Identification as part of the authentication of the SwissPass login (SSO)
For services that you purchase using the SwissPass login, the data is then stored in the central customer database (NOVA). In order to enable single sign-on (SSO) (one login for all applications that offer the use of their services with the SwissPass login), the aforementioned login, card, customer and service data are also exchanged between the central login infrastructure of the SwissPass and us during authentication.
Joint marketing and market research activities
Furthermore, the data collected in connection with the purchase of public transport services is also processed for marketing purposes in certain cases. If you have given your consent and if processing has been carried out or you are contacted for this purpose, this will generally only be carried out by the transport company or transport network from which you purchased the corresponding public transport service. Processing or contacting by the other transport companies and networks participating in the NDV will only take place in exceptional cases and under strict requirements, and only if the analysis of the data reveals that a particular public transport offer could provide added value for you as a customer. This does not apply to processing and initiating contact by SBB. SBB carries out the marketing mandate for the NDV services (e.g. GA travelcard and Half-Fare travelcard) on behalf of the NDV and may contact you regularly in this role. In addition, we process your data for the purpose of market research, to improve our services and for product development.
Further development of public transport systems with anonymous data
We evaluate your data anonymously in order to be able to further develop the entire public transport system in line with your needs.
Customer information
For cross-border journeys, we will notify you via e-mail or SMS about your upcoming journey and any delays or cancellations. You can unsubscribe from these notifications. For group travel, we will notify you via SMS about your group reservation and any delays or cancellations. You can decide whether you wish to receive these notifications when booking a group trip.
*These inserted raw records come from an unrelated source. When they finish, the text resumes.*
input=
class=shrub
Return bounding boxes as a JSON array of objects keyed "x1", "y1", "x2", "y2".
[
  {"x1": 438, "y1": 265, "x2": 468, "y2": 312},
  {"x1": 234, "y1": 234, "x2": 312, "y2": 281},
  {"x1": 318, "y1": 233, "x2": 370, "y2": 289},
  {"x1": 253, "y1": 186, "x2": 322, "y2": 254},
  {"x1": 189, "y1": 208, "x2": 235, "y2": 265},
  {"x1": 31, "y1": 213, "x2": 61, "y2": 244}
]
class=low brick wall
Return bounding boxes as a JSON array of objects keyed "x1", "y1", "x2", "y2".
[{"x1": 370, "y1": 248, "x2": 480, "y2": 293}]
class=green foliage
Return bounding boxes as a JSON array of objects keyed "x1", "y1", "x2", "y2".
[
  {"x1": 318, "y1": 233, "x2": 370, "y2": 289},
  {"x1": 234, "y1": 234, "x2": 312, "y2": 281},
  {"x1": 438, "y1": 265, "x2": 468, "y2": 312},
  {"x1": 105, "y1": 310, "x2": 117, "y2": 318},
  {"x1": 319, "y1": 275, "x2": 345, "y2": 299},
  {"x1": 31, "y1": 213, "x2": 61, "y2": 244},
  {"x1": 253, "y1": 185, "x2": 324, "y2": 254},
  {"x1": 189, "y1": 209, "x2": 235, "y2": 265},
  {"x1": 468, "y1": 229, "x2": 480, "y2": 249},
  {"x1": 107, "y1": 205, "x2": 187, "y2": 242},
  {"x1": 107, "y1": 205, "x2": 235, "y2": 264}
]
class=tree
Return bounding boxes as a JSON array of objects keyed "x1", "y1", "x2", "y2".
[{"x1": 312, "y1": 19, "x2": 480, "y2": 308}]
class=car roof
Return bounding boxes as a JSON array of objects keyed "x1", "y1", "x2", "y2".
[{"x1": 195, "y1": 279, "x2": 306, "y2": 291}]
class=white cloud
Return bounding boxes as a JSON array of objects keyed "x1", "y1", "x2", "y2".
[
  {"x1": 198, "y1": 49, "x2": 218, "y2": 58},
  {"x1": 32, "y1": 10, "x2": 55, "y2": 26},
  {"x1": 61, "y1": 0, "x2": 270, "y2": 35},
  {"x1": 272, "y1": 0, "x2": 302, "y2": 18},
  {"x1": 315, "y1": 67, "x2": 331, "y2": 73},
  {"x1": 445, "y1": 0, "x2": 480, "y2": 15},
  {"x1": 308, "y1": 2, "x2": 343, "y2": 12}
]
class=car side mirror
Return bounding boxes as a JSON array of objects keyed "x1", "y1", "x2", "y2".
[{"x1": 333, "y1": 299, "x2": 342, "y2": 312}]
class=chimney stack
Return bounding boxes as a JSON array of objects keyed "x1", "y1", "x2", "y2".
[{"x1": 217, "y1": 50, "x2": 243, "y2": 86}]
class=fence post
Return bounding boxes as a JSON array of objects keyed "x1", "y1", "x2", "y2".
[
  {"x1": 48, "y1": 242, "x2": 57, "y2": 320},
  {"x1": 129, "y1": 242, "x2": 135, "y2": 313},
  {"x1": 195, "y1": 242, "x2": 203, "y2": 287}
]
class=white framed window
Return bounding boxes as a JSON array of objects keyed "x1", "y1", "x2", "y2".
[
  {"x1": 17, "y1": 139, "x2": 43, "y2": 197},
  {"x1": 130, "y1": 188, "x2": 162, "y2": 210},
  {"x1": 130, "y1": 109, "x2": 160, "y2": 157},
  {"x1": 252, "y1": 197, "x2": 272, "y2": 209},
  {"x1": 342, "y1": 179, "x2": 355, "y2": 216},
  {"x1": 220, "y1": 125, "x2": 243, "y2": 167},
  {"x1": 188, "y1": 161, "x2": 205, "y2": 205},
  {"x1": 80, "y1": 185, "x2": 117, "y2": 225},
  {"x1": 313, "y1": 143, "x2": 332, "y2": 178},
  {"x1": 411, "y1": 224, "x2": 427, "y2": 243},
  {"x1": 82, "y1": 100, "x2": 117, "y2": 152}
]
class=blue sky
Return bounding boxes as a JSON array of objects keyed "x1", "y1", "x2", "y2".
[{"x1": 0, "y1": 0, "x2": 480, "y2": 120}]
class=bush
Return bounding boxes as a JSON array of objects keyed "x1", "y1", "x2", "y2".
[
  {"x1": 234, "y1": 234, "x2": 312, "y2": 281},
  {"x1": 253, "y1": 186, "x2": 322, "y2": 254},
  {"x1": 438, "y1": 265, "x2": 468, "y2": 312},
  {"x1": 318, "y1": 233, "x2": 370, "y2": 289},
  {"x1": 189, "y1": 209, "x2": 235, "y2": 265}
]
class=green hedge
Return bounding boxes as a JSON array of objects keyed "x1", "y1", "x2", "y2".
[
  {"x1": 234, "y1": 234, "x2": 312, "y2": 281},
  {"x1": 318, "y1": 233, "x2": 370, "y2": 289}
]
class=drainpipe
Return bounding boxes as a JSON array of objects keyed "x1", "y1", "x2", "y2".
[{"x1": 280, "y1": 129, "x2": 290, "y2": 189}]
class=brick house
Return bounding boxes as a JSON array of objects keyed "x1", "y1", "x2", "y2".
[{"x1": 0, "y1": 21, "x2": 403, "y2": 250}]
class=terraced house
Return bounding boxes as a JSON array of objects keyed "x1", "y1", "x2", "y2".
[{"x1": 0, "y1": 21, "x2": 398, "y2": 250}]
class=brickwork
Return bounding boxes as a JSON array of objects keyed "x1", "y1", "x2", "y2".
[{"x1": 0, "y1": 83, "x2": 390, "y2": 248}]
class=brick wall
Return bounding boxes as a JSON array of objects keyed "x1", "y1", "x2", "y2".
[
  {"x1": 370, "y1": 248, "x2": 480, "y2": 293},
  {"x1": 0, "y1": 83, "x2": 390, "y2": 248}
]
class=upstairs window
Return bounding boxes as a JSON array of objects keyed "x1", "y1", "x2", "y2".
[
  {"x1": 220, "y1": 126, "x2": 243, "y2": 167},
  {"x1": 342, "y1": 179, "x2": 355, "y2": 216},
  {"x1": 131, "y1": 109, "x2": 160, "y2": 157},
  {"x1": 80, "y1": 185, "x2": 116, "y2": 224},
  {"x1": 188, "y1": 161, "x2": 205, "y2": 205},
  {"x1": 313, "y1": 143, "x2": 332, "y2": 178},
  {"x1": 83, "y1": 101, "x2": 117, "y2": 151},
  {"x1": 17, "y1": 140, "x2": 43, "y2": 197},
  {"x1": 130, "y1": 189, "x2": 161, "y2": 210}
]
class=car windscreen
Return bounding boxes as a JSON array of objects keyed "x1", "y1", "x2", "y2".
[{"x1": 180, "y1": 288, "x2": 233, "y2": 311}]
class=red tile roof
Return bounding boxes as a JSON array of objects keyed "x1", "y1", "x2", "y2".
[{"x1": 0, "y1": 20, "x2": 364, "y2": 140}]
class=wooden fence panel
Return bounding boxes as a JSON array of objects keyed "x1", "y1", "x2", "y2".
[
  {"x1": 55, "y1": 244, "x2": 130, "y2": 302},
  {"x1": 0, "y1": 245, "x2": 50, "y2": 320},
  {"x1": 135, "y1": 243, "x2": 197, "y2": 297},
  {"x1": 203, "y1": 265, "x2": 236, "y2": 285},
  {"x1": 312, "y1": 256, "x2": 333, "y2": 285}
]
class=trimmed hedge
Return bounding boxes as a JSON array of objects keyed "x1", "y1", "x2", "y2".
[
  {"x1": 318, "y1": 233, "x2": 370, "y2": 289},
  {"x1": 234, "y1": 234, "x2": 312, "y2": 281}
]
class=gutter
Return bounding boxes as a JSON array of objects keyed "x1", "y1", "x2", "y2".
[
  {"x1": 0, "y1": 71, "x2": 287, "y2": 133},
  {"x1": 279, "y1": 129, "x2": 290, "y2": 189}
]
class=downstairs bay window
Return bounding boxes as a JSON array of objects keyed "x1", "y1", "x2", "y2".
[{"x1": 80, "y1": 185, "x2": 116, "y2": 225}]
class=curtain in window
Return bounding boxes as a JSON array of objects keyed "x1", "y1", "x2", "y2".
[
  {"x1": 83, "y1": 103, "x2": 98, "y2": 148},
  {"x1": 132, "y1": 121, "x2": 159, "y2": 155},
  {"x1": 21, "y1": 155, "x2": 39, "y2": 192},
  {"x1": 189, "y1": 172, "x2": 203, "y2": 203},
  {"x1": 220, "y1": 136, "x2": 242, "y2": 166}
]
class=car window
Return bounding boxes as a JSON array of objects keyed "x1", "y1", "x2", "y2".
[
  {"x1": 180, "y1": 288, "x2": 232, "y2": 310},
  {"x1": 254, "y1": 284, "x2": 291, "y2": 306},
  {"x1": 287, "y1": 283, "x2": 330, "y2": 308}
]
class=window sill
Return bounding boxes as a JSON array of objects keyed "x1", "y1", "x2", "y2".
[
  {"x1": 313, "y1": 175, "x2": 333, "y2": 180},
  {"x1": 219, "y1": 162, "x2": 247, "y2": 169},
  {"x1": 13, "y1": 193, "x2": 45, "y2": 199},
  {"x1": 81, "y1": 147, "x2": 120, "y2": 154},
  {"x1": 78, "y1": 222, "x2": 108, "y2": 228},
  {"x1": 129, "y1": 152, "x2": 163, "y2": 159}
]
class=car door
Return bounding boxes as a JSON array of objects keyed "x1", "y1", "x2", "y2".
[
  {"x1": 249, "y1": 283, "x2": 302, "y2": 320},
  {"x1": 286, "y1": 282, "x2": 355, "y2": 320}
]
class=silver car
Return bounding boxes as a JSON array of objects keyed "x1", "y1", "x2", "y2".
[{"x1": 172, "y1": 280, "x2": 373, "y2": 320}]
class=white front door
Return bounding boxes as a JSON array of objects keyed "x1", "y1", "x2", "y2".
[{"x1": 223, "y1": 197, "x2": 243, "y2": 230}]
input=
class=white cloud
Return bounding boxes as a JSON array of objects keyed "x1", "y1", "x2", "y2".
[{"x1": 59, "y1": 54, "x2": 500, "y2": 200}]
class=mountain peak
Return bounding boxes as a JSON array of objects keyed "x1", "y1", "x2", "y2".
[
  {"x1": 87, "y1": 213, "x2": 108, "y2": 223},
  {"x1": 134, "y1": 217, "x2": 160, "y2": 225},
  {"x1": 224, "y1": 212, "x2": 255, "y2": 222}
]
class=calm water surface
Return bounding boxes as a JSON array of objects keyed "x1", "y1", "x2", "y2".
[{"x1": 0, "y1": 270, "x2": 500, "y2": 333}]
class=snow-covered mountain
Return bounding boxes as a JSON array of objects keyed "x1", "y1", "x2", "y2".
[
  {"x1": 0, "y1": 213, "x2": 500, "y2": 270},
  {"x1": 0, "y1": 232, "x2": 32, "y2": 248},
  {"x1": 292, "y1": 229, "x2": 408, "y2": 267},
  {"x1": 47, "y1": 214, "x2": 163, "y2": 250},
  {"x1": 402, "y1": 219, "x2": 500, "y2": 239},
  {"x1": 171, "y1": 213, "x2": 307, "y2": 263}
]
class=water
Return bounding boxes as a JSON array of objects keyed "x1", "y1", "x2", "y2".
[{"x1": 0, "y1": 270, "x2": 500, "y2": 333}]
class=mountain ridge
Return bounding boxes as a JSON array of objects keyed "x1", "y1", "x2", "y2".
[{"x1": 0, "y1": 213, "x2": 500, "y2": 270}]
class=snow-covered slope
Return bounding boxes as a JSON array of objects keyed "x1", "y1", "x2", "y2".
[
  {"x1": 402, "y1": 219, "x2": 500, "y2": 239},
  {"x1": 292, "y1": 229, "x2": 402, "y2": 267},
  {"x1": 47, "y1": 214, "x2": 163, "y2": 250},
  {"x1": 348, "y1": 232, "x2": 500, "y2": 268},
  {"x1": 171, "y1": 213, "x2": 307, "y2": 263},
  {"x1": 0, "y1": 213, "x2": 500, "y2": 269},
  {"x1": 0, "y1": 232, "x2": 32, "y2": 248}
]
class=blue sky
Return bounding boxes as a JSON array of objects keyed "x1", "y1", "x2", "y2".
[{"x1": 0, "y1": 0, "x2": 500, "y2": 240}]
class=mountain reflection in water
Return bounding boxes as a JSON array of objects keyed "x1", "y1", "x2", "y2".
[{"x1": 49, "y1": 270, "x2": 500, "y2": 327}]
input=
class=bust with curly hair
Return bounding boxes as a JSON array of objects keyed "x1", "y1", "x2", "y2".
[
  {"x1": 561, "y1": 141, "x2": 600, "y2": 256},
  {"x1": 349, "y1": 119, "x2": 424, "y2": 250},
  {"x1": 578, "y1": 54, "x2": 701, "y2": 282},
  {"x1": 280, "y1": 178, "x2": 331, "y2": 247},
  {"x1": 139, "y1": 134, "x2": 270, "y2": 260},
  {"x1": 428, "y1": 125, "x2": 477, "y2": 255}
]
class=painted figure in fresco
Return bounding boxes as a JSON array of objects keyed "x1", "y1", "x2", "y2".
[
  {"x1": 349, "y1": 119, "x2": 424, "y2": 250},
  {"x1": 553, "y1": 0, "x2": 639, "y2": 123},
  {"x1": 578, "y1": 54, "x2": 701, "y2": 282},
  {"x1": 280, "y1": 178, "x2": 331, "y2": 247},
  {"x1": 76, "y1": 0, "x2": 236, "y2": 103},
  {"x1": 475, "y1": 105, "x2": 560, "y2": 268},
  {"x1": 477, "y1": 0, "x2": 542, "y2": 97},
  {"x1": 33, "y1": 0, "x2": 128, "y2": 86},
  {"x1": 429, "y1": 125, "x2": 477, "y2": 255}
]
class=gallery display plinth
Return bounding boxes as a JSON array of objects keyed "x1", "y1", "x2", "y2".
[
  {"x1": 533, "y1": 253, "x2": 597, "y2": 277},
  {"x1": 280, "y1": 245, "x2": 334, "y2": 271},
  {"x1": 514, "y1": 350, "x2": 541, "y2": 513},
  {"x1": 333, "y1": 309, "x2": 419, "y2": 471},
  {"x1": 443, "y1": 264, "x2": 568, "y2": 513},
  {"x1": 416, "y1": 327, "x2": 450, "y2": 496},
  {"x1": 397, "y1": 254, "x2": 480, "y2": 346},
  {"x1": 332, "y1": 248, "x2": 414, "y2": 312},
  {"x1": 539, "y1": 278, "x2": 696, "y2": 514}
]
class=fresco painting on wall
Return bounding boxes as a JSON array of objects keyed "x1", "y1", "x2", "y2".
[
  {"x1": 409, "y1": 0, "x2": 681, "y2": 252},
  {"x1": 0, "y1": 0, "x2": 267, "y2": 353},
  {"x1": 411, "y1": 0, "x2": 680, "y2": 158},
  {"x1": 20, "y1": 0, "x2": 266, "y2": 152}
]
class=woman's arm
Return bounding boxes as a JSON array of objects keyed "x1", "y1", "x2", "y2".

Cookies are also used when visiting websites. Cookies help, among other things, to make your visit to our websites easier, more enjoyable and more meaningful. Cookies are information files that your web browser automatically stores on your computer's hard drive when you visit our websites. Cookies do not damage your computer's hard drive, nor do they transmit your personal data to us.
Cookies are small files that are stored on your computer or mobile end device when you visit or use one of our websites. Cookies store certain settings via your browser as well as data about how you interact with the website via your browser. When a cookie is activated, it can be assigned an identification number through which your browser is identified and the information contained in the cookie can be used. You can configure your browser to display a warning on the screen before a cookie is stored. You can also opt out of the benefits of personal cookies. In this case, certain services cannot be used.
We use cookies to carry out an evaluation of general user behaviour. The aim is to optimise the digital presence and to make it more user-friendly, with content that is easier to find intuitively. The digital platforms should be structured and organised in a more comprehensible way. It is important to us to design our digital presence in a user-friendly manner in accordance with your needs. This enables us to optimise the website with targeted content or information on the website that may be of interest to you.
Most web browsers accept cookies automatically. However, you can configure your browser so that no cookies are stored on your computer or so that a message always appears when you receive a new cookie. On the following pages, you will find explanations on how you can configure the processing of cookies:
If you deactivate cookies, you may not be able to use all the functions of our website. The legal basis for the data processing described is our legitimate interest.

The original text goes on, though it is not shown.